Question 4.3: A practical application of electrostatics is in electrostati...

Ignoring the coulombic force between particles, the electrostatic force is acting horizontally while the gravitational force (weight) is acting vertically on the particles. Thus

QE=m\frac{d^{2}x}{dt^{2}}a_{x}

or

\frac{d^{2}x}{dt^{2}}=\frac{Q}{m}E

Integrating twice gives

x=\frac{Q}{2m}Et^{2}+c_{1}t +c_{2}

where c_{1} and c_{2} are integration constants.
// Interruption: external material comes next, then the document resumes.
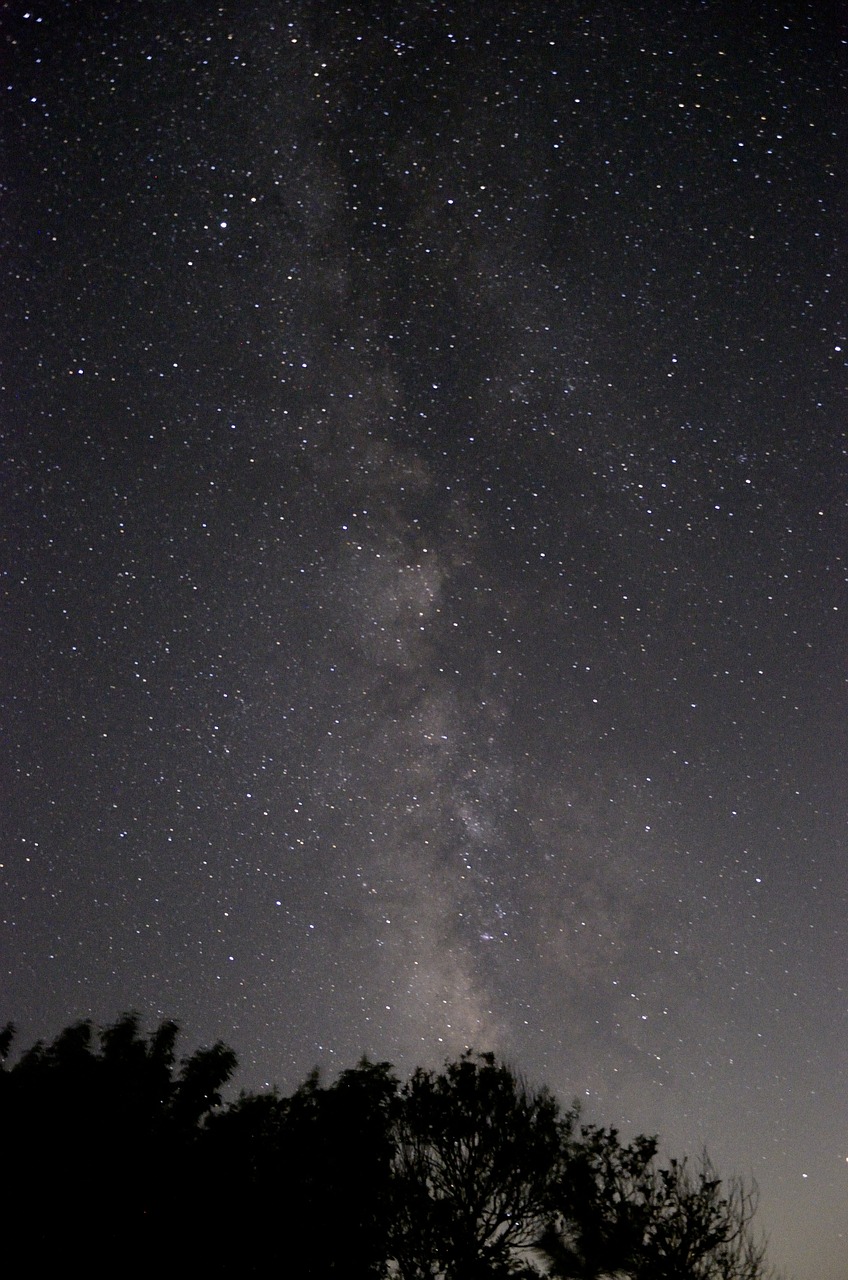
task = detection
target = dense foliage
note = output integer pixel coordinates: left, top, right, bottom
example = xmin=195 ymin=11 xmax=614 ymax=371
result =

Similarly

-mg=m\frac{d^{2}y}{dt^{2}}

or

\frac{d^{2}y}{dt^{2}}=-g

Integrating twice, we get

y=-1/2gt^{2}+c_{3}t+c_{4}

Since the initial displacement is zero

x\left(t=0\right)=0\rightarrow c_{2}=0

y\left(t=0\right)=0\rightarrow c_{4}=0

Also, because of zero initial velocity

\frac{dx}{dt}|_{t=0}=0\rightarrow c_{1}=0

\frac{dy}{dt}|_{t=0}=0\rightarrow c_{3}=0

Thus

x=\frac{QE}{2m}t^{2},      y=-\frac{1}{2}gt^{2}

When y=-80cm=-0.8m

t^{2}=\frac{0.8\times 2}{9.8}=0.1633

and

x=1/2\times 9\times 10^{-6}\times 5\times 10^{5}\times 0.1633=0.3673m

The separation between the particles is 2x=73.47cm.